Oh.. My xbox also reads and plays the music.
The script you downloaded from GitHub, or data format used, may long be gone.
Especially relevant if you store in the cloud (you should probably encrypt in that case).
I find that incredibly hard to believe
The most common form is magnetic storage, which is what you find on your hard drive or a floppy disk. It's really good at storing data and can hold a lot of it. However, it is not very stable. Magnetic storage degrades over time, meaning that the longer you use it, the more unreliable it becomes. This means that you need to frequently back up your data and/or replace your hard drive fairly regularly.
Another form is optical storage, which stores information as a pattern of pits on a surface such as a CD-ROM or DVD. Optical storage is also not very stable, as discs can be scratched easily. But optical storage drives are cheap and easy to use (you probably already have one in your computer.) Optical drives can also read from many different types of discs, which makes them versatile.
Finally there is tape storage, which records data onto magnetic tape like the kind used for analog audio cassettes. Tape storage is great for recording large amounts of data quickly, but accessing information on tape takes longer than accessing something stored on magnetic or optical media.
USB flash? HDD? SSD?
> must keep for at least 3 decades
Most storage mediums won't have problems lasting that long if they're stored well. Particularly flash and SSD storage shouldn't take issue: tape and HDD has a small chance of mechanical failure even if you don't use them.
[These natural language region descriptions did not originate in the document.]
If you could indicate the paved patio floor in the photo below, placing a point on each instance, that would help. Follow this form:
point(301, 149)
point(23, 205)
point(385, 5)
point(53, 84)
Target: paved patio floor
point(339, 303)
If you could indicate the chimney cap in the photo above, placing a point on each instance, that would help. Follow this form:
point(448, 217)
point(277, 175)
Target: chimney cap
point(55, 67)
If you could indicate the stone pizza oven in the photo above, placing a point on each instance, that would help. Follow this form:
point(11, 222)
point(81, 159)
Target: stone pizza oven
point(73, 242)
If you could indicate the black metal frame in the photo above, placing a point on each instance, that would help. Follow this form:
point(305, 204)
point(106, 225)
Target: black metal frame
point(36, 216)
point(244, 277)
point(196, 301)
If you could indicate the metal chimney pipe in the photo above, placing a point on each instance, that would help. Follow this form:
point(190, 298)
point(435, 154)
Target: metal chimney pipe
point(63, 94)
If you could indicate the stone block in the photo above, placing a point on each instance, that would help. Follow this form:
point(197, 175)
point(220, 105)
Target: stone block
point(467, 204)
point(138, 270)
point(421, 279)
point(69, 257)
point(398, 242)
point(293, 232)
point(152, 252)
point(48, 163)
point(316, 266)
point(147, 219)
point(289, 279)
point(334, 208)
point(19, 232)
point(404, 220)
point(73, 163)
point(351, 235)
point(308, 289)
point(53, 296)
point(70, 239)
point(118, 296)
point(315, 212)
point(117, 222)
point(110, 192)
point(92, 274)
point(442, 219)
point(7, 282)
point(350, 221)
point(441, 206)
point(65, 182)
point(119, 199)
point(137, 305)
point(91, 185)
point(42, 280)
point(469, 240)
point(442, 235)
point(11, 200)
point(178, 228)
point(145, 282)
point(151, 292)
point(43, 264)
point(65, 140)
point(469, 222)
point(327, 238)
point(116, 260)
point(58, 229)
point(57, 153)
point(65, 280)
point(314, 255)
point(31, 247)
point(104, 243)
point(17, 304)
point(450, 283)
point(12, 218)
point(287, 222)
> must be easily transportable (for moves between houses and such) and can sit on a shelf
I mean, I think most of our current formats do just fine in that regard.
> Bonus points for suggestions on an equally stable storage type that some computer will still be able to understand in the future.
Almost everyone is still using SATA. There is unlikely to be a world in the future that is unable to "understand" serial ATA storage.